Starla took a seat and had just begun to complete the form when Larkel sat down beside her with a form of his own.
Starla grimaced. “Of course. Well, at least the camp will benefit from the High Lord's help, too.”
“Starla, I help out here as often as I can but, usually, it is in magical departments like Healing or checking food for poisons,” the High Lord said his voice stiff. “Now, I will have enough time to help out in other departments, too.”
“I'm sorry.” Starla shook her head, heat flooding her cheeks. “Please, forgive me.”
The High Lord smiled, a small upturning of one corner of his full lips showing her no real offence had been taken.

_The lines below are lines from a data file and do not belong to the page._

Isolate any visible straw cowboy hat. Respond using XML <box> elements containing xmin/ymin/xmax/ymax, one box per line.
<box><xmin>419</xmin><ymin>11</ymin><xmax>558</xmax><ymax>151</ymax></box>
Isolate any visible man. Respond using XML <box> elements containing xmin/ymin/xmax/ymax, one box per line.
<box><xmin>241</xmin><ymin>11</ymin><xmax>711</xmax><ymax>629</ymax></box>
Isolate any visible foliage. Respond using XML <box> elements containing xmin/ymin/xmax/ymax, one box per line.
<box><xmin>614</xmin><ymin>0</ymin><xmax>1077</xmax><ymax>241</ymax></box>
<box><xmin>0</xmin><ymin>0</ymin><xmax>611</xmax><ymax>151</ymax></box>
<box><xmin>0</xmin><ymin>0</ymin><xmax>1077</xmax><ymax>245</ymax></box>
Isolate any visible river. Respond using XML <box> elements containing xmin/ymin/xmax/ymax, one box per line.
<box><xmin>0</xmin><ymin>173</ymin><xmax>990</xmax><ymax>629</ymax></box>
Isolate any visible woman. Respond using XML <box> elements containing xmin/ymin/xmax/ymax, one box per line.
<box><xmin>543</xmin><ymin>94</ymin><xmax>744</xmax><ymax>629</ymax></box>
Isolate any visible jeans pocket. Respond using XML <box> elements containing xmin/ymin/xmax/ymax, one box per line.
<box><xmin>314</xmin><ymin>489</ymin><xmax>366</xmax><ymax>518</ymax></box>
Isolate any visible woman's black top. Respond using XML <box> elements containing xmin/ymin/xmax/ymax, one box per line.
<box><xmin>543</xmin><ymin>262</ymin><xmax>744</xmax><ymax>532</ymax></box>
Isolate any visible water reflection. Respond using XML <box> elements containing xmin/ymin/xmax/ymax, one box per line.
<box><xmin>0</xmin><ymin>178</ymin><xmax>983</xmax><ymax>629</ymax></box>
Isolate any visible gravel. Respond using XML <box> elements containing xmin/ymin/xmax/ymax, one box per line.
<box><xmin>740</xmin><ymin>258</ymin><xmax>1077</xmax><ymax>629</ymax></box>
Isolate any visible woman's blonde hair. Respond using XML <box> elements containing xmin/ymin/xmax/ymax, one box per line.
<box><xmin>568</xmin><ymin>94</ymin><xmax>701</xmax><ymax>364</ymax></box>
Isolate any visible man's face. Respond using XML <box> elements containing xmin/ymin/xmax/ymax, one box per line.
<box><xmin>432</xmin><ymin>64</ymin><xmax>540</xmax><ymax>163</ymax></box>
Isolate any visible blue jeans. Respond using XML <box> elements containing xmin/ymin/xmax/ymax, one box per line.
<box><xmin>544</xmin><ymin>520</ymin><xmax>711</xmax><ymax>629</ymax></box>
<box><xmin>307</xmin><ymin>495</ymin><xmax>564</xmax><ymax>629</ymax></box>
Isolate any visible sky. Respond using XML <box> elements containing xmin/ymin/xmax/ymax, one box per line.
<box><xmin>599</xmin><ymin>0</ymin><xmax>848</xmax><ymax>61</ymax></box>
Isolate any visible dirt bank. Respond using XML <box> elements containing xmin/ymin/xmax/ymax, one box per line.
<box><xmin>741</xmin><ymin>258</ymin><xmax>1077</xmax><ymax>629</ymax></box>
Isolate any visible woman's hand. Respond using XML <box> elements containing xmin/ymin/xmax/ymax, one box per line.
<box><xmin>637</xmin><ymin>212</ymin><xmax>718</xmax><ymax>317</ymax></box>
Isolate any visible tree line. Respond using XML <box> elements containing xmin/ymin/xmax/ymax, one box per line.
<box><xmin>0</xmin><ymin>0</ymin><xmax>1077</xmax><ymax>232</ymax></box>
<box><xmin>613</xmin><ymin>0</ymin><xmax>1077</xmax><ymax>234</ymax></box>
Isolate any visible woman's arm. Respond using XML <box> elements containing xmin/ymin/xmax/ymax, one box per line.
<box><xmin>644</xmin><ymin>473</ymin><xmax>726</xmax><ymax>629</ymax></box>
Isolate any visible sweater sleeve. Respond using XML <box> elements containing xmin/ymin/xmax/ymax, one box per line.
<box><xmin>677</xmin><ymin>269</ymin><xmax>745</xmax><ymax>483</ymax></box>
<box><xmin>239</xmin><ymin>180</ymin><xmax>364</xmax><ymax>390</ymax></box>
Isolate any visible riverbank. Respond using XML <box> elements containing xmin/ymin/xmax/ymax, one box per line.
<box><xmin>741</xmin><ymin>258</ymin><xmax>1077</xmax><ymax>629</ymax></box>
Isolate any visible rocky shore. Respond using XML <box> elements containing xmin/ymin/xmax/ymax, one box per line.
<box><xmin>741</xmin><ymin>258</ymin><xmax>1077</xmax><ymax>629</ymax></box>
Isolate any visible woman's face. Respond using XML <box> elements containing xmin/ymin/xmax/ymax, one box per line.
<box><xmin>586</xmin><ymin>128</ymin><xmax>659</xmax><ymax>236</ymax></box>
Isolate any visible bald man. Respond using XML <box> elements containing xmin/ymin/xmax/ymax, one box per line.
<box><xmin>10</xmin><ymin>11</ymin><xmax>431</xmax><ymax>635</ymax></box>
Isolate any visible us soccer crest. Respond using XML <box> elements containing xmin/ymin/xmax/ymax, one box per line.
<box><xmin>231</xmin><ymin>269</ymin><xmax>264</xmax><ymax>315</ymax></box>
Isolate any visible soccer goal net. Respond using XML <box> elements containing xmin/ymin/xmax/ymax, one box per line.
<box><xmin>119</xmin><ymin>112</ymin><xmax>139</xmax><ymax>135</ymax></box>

Starla thought of all the haunted eyes they had passed on the way to the aid tent. They didn't seem to hate the High Lord here. They were just instinctively fearful of his palpable power. She smiled. It would be a good place to see his true colours, for her mind to make the choice to either grant or deny the course her heart seemed set on.
“Excellent,” Horato beamed as they handed their forms back a few minutes later. “Now a quick tour of the various aid tents and an explanation of the camp's layout. That way, you'll be ready to go as soon as you get here tomorrow.”
Starla walked beside him as they returned to the Shanebury Inn, her stomach rumbling softly. Horato's 'quick tour' had turned out to be nothing of the sort.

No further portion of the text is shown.